Lisman was the only candidate who expressed unabashed support for the ANGP.
On health care, Lisman called for ditching Vermont Health Connect in favor of the federal health care exchange.
He said Vermont must somehow gain control of a Medicaid program that is covering one third of the state’s population. Since the Medicaid program is not paying the true costs of medical procedures, the difference is being absorbed by those on private insurance plans. Consequently, private insurance rates have been surging by 4 percent to 7 percent each year, according to Lisman.
He also called for an audit of the Medicaid program to determine exactly how the money is being spent. And Lisman believes the state should invest more of its health care dollars in mental health counseling, recovery and prevention efforts to take on the opioid crisis in Vermont.
“It’s expensive, but we need to do it,” Lisman said.
Minter’s résumé includes stints as Vermont’s secretary of transportation, deputy secretary of transportation, Irene recovery officer, andeight years in the House representing Waterbury, Duxbury, Huntington and Buel’s Gore.
She joked that growing up as the only girl in a household with three older brothers, “I had to learn as a young girl how to stand up for myself and fight back. I had to prove to myself that anything those boys could do, I could do better.”
Her fighting spirit, she said, helped her coordinate rebuilding efforts following the devastation of Tropical Storm Irene in 2011, which damaged numerous roads and bridges and also doomed the Vermont State Hospital in Waterbury. She noted that under her leadership, the state rebuilt 500 miles of damaged roads and bridges in around four months.
While in the Legislature, Minter supported marriage equality and raising the minimum wage. She pledged to advocate for additional measures to improve quality of life for working families and low-income residents in need of help.
“I’m now running for governor because I see too many Vermonters struggling with an economy that is stacked against them,” Minter said.
She promised to support efforts to further raise the minimum wage, improve access to education, add more jobs and strengthen Vermont’s environmental standards.

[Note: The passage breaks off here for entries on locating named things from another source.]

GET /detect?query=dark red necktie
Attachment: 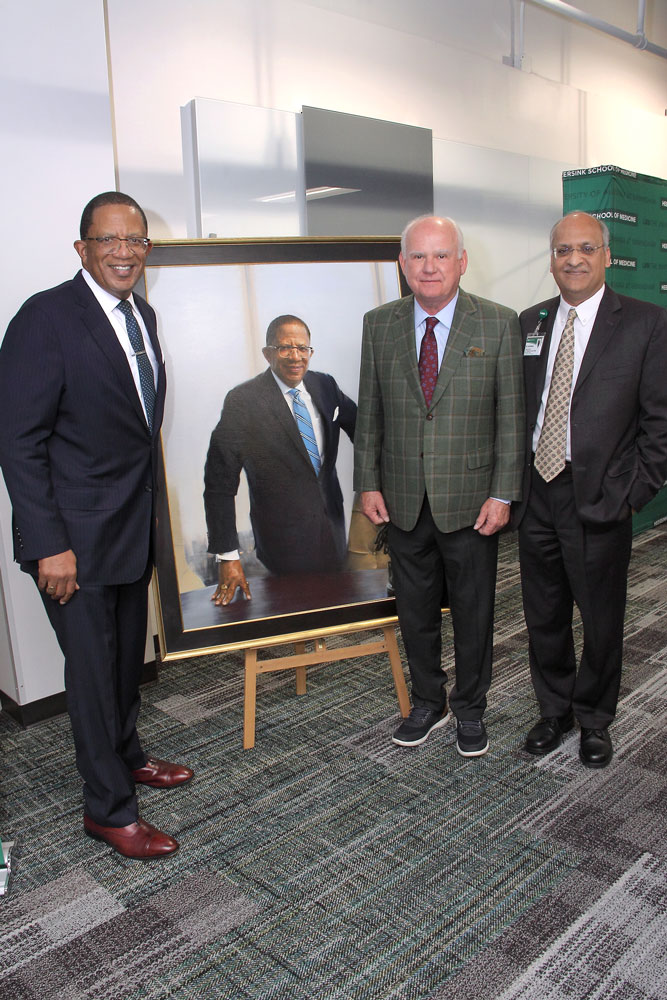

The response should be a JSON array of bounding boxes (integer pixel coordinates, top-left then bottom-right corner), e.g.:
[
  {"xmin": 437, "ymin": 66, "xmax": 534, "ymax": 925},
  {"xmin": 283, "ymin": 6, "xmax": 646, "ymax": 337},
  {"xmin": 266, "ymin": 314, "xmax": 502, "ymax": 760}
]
[{"xmin": 419, "ymin": 316, "xmax": 438, "ymax": 406}]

“I’m a leader who knows how to bring people together and get things done,” Minter said.
Minter said she is not a fan of further major investments in fossil fuel infrastructure. Like Galbraith, she touted renewables and conservation when it comes to future energy policy.
“The cheapest, cleanest energy is the energy we don’t use,” Minter said.
On the issue of health care, Minter called for fixing the Vermont Health Connect website, while containing costs by enhancing primary and preventative care. She advocated for improving the integration of health care and social services, transitioning to a system through which providers are compensated based on health outcomes rather than based on patient visits, procedures and prescriptions.
“It is the rising cost of health care and the rate of that increase that is breaking our family budgets and our school budgets,” Minter said. “It is affecting property tax growth and the state budget. If we do not reduce the cost of health care, we will not be reforming the system going forward.”
Minter said she would support “comprehensive tax reform” if she is elected, and pledged to continue a priority that she brought to her job as transportation secretary: investing in the state infrastructure. As secretary, she successfully lobbied for bonding of new road and bridge projects.
Minter said Vermont should treat homelessness as “an emergency.” She proposed the formation of a task force to study ways of addressing the problem, and then inviting the private sector to partner with communities in building more affordable housing.